Acórdão nº 0804913-55.2021.8.14.0045 do Tribunal de Justiça do Estado do Pará, 1ª Turma de Direito Penal, 21-08-2023

Data de Julgamento21 Agosto 2023
Órgão1ª Turma de Direito Penal
Número do processo0804913-55.2021.8.14.0045
Classe processualAPELAÇÃO CRIMINAL
AssuntoMedidas Protetivas

APELAÇÃO CRIMINAL (417) - 0804913-55.2021.8.14.0045

APELANTE: JONAS GOMES LEANDRO

APELADO: JUSTIÇA PUBLICA

RELATOR(A): Desembargadora VÂNIA LÚCIA CARVALHO DA SILVEIRA

EMENTA

APELAÇÃO PENAL. ART. 24-A, DA LEI 11.340/2006 E ART. 147, DO CPB. PLEITO ABSOLUTÓRIO. ART. 147, DO CPB. PRINCÍPIO CONCUSSÃO. ABSORÇÃO PELO CRIME DO ART. 24-A, DA LEI 11.340/2006. IMPROCEDÊNCIA. DESÍGNIOS AUTÔNOMOS. DECOTE DA AGRAVANTE DO ART. 61, INCISO II, ALÍNEA “F”, DO CPB. BIS IN IDEM. AFASTAMENTO APENAS NO TOCANTE AO CRIME DO ART. 24-A, DA LEI MARIA DA PENHA. MANUTENÇÃO DA AGRAVANTE QUANTO AO CRIME DE AMEAÇA. PENA. REDIMENSIONAMENTO. REDUÇÃO DA PENA BASE. INCABIMENTO. VETORIAIS DO ART. 59 DO CPB IDONEAMENTE FUNDAMENTADAS. CONCURSO FORMAL DE CRIMES. INVIABILIDADE. AÇÕES INDEPENDENTES. REQUISITOS DO ART. 77, DO CPB NÃO CUMPRIDOS. RECURSO CONHECIDO E PARCIALMENTE PROVIDO. DECISÃO UNÂNIME.
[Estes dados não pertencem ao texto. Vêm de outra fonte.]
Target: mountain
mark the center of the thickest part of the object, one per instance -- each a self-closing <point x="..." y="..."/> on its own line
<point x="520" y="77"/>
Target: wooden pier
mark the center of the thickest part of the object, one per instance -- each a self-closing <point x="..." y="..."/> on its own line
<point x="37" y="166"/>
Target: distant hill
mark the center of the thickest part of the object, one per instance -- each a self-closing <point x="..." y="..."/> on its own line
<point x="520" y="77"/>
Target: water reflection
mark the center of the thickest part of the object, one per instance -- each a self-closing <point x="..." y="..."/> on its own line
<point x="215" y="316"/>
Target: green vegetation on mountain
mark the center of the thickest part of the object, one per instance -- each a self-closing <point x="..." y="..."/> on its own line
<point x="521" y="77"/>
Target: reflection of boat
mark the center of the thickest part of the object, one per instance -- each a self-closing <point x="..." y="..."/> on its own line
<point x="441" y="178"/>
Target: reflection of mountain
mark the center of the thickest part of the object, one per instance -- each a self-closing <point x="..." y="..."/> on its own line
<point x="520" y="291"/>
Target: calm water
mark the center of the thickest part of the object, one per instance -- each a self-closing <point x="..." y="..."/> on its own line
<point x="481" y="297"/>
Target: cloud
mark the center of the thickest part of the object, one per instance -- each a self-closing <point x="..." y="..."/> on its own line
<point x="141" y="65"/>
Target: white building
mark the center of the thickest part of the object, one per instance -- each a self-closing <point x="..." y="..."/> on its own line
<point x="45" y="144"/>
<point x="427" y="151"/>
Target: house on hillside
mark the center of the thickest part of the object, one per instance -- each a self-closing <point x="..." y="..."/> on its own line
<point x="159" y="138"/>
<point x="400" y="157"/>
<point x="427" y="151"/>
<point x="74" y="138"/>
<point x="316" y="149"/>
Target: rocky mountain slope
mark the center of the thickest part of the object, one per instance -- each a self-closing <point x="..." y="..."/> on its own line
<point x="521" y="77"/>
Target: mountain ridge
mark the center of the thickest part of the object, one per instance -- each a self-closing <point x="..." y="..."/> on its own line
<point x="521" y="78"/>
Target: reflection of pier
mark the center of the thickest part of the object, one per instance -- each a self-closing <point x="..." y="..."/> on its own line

1. As condutas referentes aos crimes de violência psicológica e de descumprimento das medidas protetivas atingem bens jurídicos diversos, tendo sido praticados mediante desígnios autônomos, sendo, pois, irrelevante que um deles tenha precedido o outro. Registre-se que o crime de descumprimento de medidas protetivas de urgência não é meio necessário para a realização do delito de ameaça. No tocante ao cometimento desse último, ainda que exista medida protetiva de urgência, é plenamente possível que a ameaça de mal grave e injusto possa chegar ao conhecimento da ofendida sem o descumprimento de nenhuma das condições impostas.

2. Assiste razão à defesa no tocante à aventada ocorrência de bis in idem, diante da inviabilidade de reconhecimento da agravante prevista no artigo 61, inciso II, alínea f, do Código Penal em relação ao crime de descumprimento de medidas protetivas, tendo em vista que se trata de delito previsto na própria Lei n.º 11.340/2006, de maneira que o fato de ser cometido em contexto de violência doméstica contra a mulher trata-se de circunstância elementar do crime, que já foi levada em consideração pelo legislador ao tipificar a conduta e cominar a pena.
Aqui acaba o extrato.